|Author: Juan F. Ramírez
||Machine Type: Spectrum 16K|
|Submitted on: 12th of March, 2020
||Download or play online
Despite being a text-based affair, this new game from Juan F. Ramírez (another resurrected program, this time from 1999) has more sophisticated graphics than his last attempt. In The Hangman, we are promised the chance to see the “terrible face of a dead man”! Wow! If this game had been released back in the day, I’ve no doubt that the British parliament would have been in uproar about this interactive “video nasty” poisoning the minds of innocent young children! Never mind about the corpse though, as the title itself holds something even more sinister. Juan’s use of the definite article suggests that our victim is in fact the same person each time, thus lending a new sense of cruelty to the game, with the implication that one poor soul is being murdered over and over again - his limp, lifeless body eternally tormented by the strangling noose. Truly this is a game dredged from the murky waters of a sick, twisted mind!

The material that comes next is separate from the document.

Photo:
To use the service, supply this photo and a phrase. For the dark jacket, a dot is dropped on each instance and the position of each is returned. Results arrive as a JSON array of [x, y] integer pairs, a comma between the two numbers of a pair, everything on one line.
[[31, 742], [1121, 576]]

Upon loading the game, we are greeted with the title screen, which proudly displays the hangman in a strangely upright position. One thing’s for sure: he’s got a terrible face alright, but probably not in the way Juan intended.

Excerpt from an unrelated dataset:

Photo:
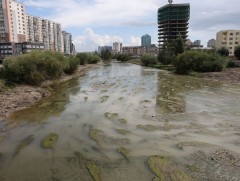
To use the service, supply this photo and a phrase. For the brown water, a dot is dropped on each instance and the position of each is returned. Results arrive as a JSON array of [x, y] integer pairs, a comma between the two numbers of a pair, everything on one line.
[[156, 113]]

Pressing a key gives us the instructions, in which we are threatened with “dying on the gallows” if we do not guess the eight-letter word correctly. I’m sure that previous editions of hangman were less heavy-handed in their punishments, but I suppose a little bit of danger just adds to the excitement of the whole affair.

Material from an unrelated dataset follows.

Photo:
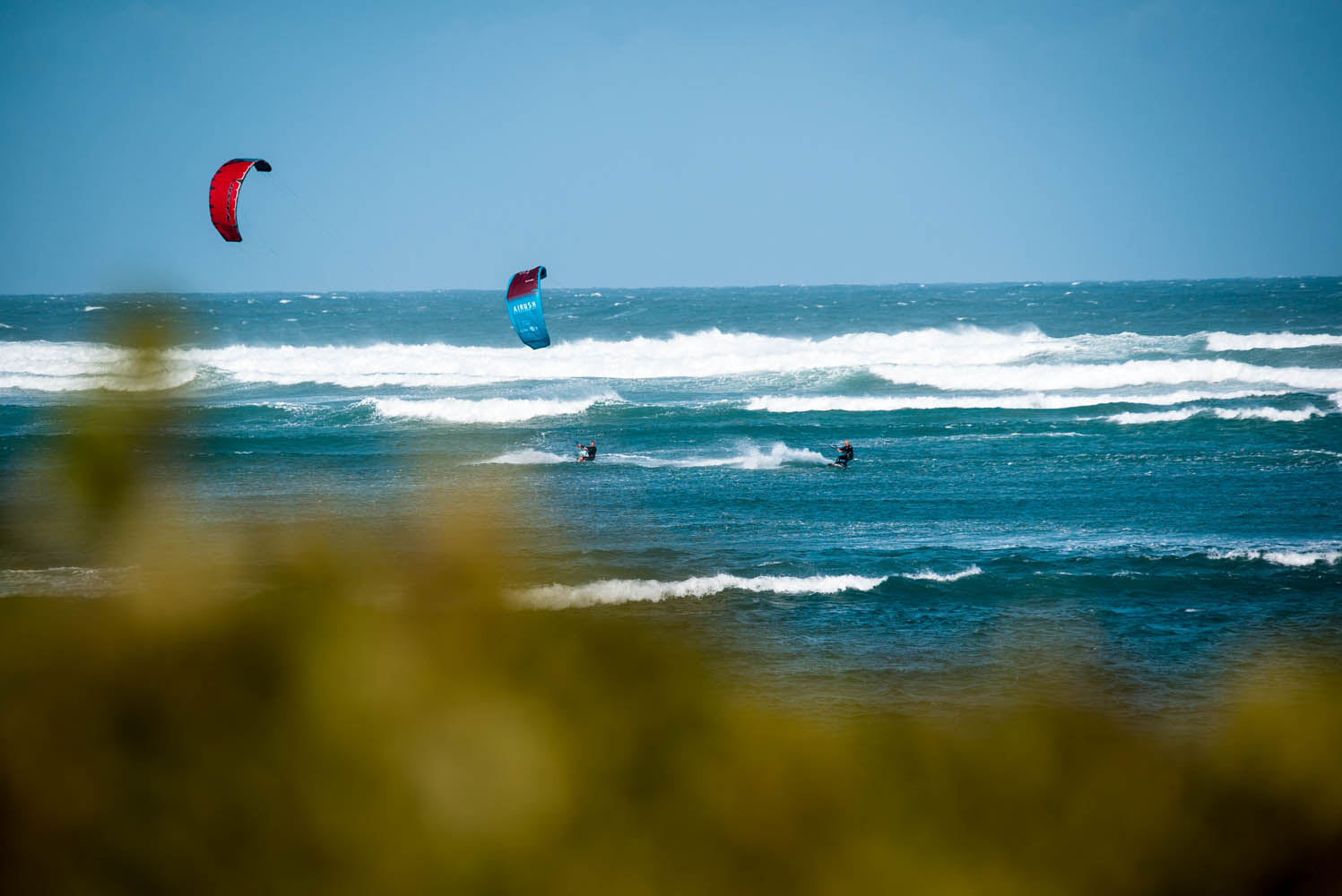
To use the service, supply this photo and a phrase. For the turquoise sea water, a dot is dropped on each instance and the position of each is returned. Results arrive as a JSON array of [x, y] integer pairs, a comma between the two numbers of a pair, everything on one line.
[[1147, 475]]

Once the proceedings begin, we are presented with eight blank spaces, an input prompt for our guess and a window through which we can view the execution chamber. The fate of our lives hangs (no pun intended) on the size of our vocabulary and the strength of our deductive reasoning skills.
It is from here that we begin to appreciate the care and attention that has unfortunately been wasted on this game. The input is properly validated, and will reject any non-alphabetic character or any sequence of more than one character (although it doesn’t accept capital letters either, so half-marks for that). If the letter is present, it gets copied into the appropriate spaces. If not, we are one step closer to our doom.
The game continues until we either complete the word, in which case our demise is momentarily staved off, or until we use up our final guess and die on the gallows. After we breathe our last, the “secet [sic] word” is printed. To see that kind of typo in a game whose very foundation is spelling doesn’t exactly inspire confidence, to say the least.
All in all, The Hangman is a program which wouldn’t have been out of place as a type-in listing in a magazine. Unfortunately, like most type-in games, it is boring, and is made even more tedious by the gushing prose that immediately precedes the program code. If you’re looking for the gory treat promised to us by Juan, then you’d best look elsewhere.